Les garçons ont été exploités en tant que soldats, et les filles en tant qu’esclaves sexuelles. Elles ont été cruellement violées, rendues dociles par des drogues. Les garçons, et parfois les filles, ont été forcés de tuer. Ils sont aussi punis de façon draconienne pour de petites infractions, torturés et même parfois bestialement assassinés. Encore aujourd’hui, on a perdu toute trace de beaucoup d’entre eux. Ceux qui ont survécu sont traumatisés pour le reste de leurs jours. Certains d’entre eux n’osent pas retourner dans leurs familles, parce qu’ils ont honte des actes qu’ils ont été contraints d’accomplir. Souvent, les rebelles font exprès et forcent les enfants et les jeunes kidnappés à assassiner des gens de leur village natal. Parfois, ce sont leurs propres parents, leurs frères et leurs sœurs. Une situation qui rend leur retour dans leur terre natale pratiquement impossible.
L’Église catholique aide ces enfants. Par exemple, la radio catholique du diocèse de Lira a créé un programme spécial dans lequel des membres de la famille des enfants peuvent leur envoyer des messages. Ceux-ci servent à leur dire qu’ils les aiment et qu’ils attendent leur retour. D’anciens camarades encouragent aussi les enfants soldats à revenir et leur disent qu’ils n’ont pas à avoir peur. Un projet que les rebelles ont attaqué, mettant le feu à l’émetteur radio. Mais la tour de radiodiffusion est restée en place, et Radio Wa (ce qui signifie « notre radio ») continue, encore aujourd’hui, à émettre ses programmes qui contribuent à la paix et à la réconciliation en Ouganda. Ce projet est soutenu par Aide à l’Église en Détresse.
Croire à l’amour de Dieu
Beaucoup de travail de réconciliation, de guérison et de reconstruction est nécessaire dans ce pays de l’est africain. Le long conflit ougandais fait partie des guerres civiles les plus graves de l’Afrique. À certains moments, plus de la moitié de la population de l’Ouganda du nord s’est trouvée dans des camps de réfugiés, avec la peur d’être enlevée ou massacrée. On estime à deux millions le nombre de déplacés. La situation est stable depuis 2008, mais l’accord de paix officiel a échoué car Josef Kony ne s’est pas présenté à la signature du traité.
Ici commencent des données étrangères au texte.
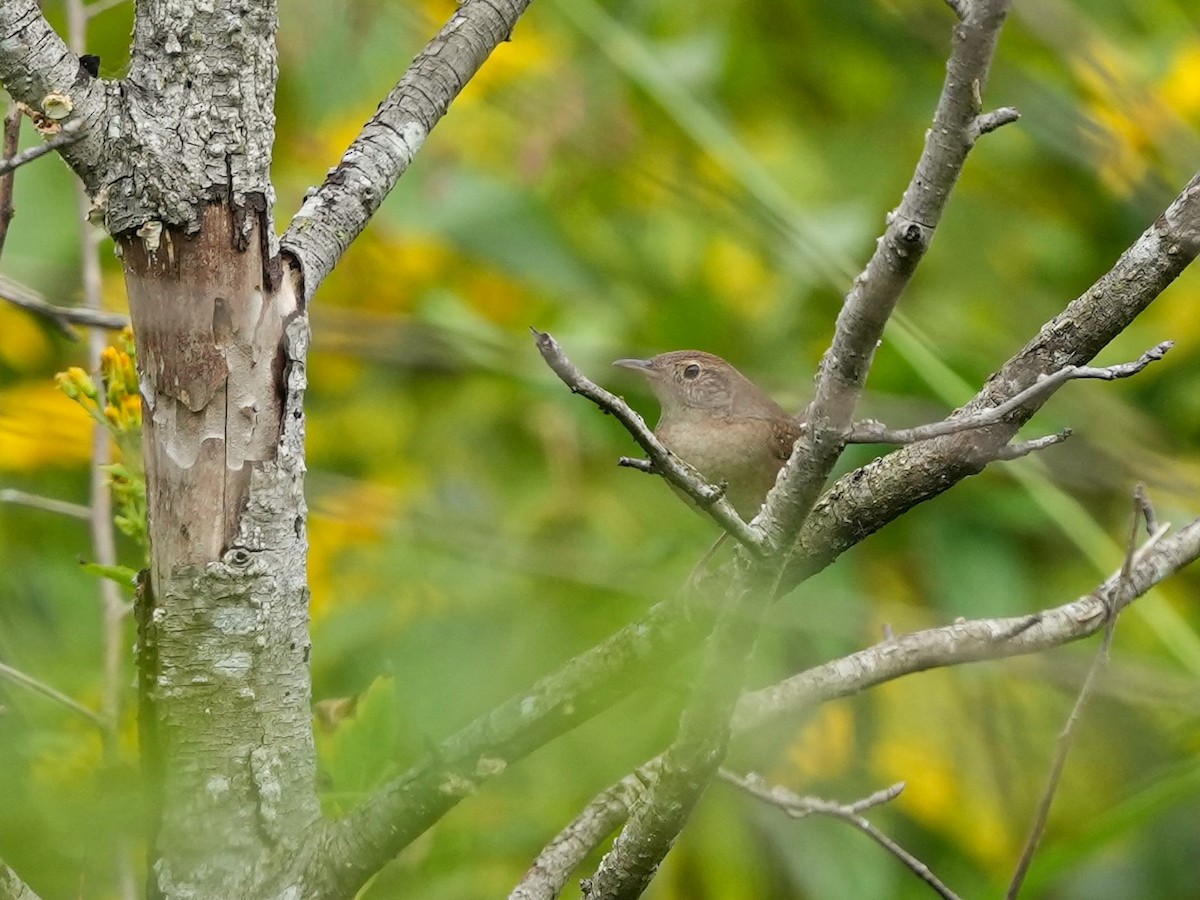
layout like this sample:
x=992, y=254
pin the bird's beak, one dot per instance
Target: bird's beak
x=637, y=365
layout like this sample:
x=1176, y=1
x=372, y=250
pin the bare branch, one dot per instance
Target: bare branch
x=963, y=642
x=867, y=499
x=858, y=504
x=64, y=317
x=334, y=214
x=70, y=133
x=799, y=807
x=708, y=497
x=9, y=149
x=39, y=69
x=988, y=123
x=1146, y=508
x=17, y=677
x=876, y=291
x=871, y=432
x=973, y=640
x=553, y=867
x=1015, y=451
x=1077, y=713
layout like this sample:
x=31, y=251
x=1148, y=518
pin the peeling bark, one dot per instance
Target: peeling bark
x=222, y=382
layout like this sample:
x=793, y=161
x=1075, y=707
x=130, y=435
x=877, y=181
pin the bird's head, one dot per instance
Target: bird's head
x=690, y=381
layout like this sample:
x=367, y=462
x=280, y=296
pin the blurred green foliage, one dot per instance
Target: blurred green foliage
x=643, y=177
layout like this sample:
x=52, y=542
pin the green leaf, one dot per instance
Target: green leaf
x=121, y=574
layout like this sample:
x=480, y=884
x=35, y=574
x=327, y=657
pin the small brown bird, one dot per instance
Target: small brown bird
x=717, y=420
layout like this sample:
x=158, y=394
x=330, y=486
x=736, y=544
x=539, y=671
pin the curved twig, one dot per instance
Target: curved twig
x=334, y=214
x=873, y=432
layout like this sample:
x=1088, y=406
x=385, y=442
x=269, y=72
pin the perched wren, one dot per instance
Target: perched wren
x=717, y=420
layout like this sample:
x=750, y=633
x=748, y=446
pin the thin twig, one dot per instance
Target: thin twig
x=1147, y=509
x=1015, y=451
x=876, y=291
x=798, y=807
x=17, y=677
x=10, y=143
x=23, y=498
x=1077, y=713
x=64, y=317
x=894, y=658
x=70, y=133
x=871, y=432
x=988, y=123
x=708, y=497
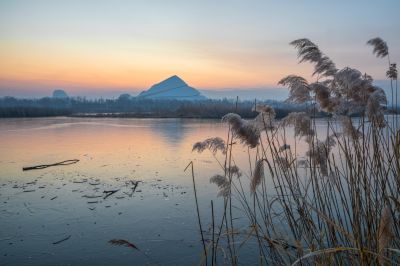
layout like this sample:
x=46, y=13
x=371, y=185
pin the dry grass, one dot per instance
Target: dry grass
x=340, y=205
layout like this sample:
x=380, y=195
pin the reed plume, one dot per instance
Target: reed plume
x=301, y=122
x=374, y=109
x=392, y=72
x=258, y=175
x=213, y=144
x=265, y=119
x=349, y=129
x=223, y=184
x=309, y=51
x=380, y=47
x=299, y=91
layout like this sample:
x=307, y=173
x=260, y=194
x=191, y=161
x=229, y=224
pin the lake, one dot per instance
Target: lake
x=60, y=215
x=42, y=207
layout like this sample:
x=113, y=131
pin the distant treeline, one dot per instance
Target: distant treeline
x=133, y=107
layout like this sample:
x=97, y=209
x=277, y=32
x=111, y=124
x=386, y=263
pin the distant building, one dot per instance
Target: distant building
x=60, y=94
x=172, y=88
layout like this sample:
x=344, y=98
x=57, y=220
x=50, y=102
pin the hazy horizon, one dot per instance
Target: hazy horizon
x=100, y=48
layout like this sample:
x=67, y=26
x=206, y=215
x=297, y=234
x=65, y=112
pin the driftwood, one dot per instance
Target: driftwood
x=109, y=193
x=42, y=166
x=62, y=240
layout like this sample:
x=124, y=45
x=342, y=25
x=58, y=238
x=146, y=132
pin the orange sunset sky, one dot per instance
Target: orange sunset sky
x=84, y=46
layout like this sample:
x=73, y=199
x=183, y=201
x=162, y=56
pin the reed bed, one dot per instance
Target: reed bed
x=337, y=203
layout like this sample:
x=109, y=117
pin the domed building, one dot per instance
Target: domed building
x=60, y=94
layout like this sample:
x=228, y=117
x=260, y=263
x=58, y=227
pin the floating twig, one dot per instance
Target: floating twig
x=42, y=166
x=122, y=242
x=62, y=240
x=109, y=192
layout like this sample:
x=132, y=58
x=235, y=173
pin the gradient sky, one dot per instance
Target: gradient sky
x=88, y=46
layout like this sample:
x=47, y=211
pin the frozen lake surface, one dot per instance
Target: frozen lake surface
x=41, y=207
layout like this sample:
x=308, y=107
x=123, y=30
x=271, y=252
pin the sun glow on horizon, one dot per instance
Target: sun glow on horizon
x=79, y=44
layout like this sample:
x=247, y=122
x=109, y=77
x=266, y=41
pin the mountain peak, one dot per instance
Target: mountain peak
x=172, y=88
x=173, y=80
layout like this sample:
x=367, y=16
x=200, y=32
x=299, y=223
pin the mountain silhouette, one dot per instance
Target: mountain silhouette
x=172, y=88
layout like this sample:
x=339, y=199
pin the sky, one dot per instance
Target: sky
x=110, y=47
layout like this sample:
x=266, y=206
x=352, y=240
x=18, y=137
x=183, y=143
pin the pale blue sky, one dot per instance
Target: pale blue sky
x=123, y=45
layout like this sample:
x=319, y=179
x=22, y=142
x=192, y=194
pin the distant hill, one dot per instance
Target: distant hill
x=60, y=94
x=172, y=88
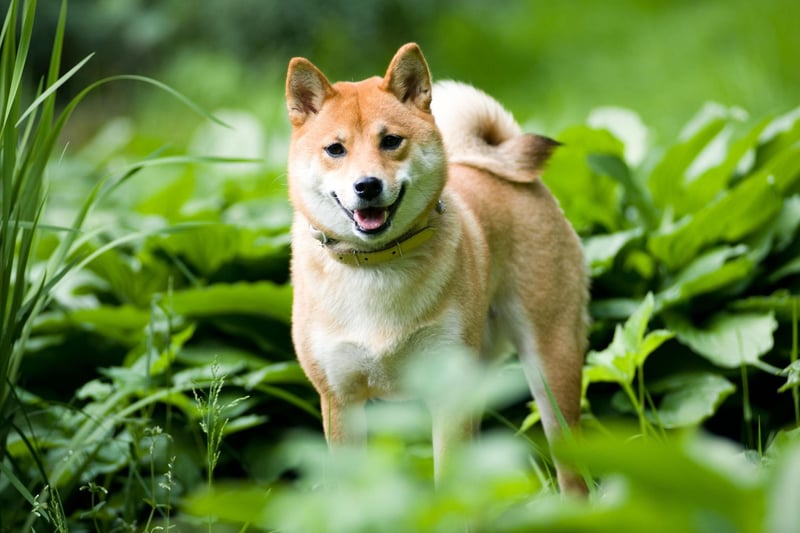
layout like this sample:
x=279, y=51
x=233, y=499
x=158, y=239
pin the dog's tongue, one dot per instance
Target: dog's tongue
x=371, y=218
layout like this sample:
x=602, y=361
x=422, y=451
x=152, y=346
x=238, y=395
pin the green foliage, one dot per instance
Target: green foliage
x=134, y=277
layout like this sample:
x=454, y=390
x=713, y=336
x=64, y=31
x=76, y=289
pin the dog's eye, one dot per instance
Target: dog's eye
x=335, y=150
x=391, y=142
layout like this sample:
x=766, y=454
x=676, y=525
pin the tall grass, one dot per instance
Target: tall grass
x=27, y=140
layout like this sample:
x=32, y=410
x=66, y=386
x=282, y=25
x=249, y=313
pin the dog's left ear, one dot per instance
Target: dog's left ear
x=408, y=77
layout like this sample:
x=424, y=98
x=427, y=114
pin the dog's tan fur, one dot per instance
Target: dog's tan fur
x=503, y=265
Jusqu’à maintenant, les gens vivent dans la peur que le chef rebelle, qui séjourne probablement dans l’est de la République Démocratique du Congo (RDC) avec ses troupes rebelles, ne reviennent éventuellement en Ouganda. Pour l’instant, la LRA sème la terreur dans l’est de la RDC et dans le sud du Soudan.
Chacun des enfants qui a été enlevé et abusé par la LRA a un visage et un nom. Stephen, qui a dû partager la souffrance de ces enfants, voudrait à l’avenir contribuer, en tant que prêtre, à guérir leurs blessures et à ramener la paix dans un pays où les enfants ont été exploités comme des armes. Il veut apporter la Bonne Nouvelle de l’amour de Dieu à ceux qui, dès leur enfance, ont oublié qu’ils avaient un visage et un nom. Et il peut leur montrer que Dieu fait des miracles, car il a lui-même vécu ces miracles.